Message Queue
intermediateDefinition
A waiting line for tasks. One part of the app drops jobs into the queue; another part picks them up and works through them at its own pace. This means slow work doesn't make people stand around waiting, and a sudden rush of jobs doesn't crash anything.
In the wild
When you upload a video to a website, the site doesn't make you wait while it converts the file. It puts 'convert this video' into a queue and immediately tells you 'we'll let you know when it's ready.' A worker pulls the job from the queue minutes later, finishes the conversion, and emails you the link.
More from Architecture
Caching
Saving the result of slow work somewhere fast so the next person who needs it gets it instantly. The first time something is calculated or fetched it's slow; every time after that, the saved copy is handed out until it gets too old to trust.
CAP Theorem
A rule about systems that store data on many computers at once. It says you can have at most two of three things: everyone always sees the same data, the system always responds, and the system keeps working even when the computers can't talk to each other. You always have to give one up.

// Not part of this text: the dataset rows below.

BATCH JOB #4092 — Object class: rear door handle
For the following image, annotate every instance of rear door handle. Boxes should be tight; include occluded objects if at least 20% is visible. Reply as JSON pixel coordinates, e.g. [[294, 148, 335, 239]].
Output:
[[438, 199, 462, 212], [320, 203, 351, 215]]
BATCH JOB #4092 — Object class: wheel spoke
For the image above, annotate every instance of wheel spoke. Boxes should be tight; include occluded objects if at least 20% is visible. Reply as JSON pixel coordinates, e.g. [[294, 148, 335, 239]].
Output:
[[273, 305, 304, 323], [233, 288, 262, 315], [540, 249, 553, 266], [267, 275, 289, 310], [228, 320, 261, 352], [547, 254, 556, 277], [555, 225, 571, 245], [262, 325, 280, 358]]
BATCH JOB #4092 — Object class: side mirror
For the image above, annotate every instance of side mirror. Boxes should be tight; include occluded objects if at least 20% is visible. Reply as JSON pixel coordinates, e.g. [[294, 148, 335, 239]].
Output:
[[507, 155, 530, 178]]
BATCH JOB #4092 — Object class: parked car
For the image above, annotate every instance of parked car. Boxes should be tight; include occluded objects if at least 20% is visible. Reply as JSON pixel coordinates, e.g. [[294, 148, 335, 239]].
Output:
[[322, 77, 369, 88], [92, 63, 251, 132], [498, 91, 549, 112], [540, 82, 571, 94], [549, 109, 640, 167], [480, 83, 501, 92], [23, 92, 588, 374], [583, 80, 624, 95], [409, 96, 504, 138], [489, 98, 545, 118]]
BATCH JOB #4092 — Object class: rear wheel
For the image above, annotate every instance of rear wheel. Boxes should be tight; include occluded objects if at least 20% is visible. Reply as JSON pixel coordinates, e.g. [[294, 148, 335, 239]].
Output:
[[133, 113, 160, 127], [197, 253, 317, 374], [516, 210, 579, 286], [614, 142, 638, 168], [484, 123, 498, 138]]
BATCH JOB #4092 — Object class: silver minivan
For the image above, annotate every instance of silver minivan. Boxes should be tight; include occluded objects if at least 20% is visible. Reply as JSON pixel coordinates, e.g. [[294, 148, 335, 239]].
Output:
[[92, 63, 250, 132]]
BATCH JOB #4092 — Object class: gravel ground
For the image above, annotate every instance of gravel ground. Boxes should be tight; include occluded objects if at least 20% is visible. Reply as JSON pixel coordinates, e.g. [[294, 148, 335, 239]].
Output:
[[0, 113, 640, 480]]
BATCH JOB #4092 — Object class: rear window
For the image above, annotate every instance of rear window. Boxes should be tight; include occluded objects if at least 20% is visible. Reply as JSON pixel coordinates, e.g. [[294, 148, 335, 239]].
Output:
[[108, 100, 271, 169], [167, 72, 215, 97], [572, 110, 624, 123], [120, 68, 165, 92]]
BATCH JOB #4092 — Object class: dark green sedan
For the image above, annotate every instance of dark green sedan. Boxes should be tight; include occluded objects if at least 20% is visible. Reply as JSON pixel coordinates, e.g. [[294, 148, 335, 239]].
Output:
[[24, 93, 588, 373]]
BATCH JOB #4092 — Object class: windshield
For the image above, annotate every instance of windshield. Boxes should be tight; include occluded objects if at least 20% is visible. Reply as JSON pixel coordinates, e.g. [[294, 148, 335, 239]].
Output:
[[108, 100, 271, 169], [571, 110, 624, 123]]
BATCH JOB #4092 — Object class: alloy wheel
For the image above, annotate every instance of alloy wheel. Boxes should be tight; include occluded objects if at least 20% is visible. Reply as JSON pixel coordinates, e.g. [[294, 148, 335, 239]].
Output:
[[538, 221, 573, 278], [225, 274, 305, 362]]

CDN (Content Delivery Network)
A worldwide network of computers that keep copies of a website's images, videos, and other files in many cities at once. When you visit the site, you're served from the nearest copy. So the page loads faster and the original server isn't overwhelmed.
Client-Server Architecture
The basic shape of most apps and websites. The client is the program in front of you, your browser, your phone app, and the server is a powerful computer somewhere else that does the heavy lifting and stores the data. The client asks for things, the server answers.
Event-Driven Architecture
A way of building software where different parts don't call each other directly. Instead, one part announces 'something happened' and any other part that cares can react. This keeps the pieces loosely connected, so adding new reactions is easy.
Eventual Consistency
When data is stored in many places at once, an update doesn't reach all of them at the exact same moment. For a brief time, different copies might disagree. But if you wait a beat, they all catch up and end up matching.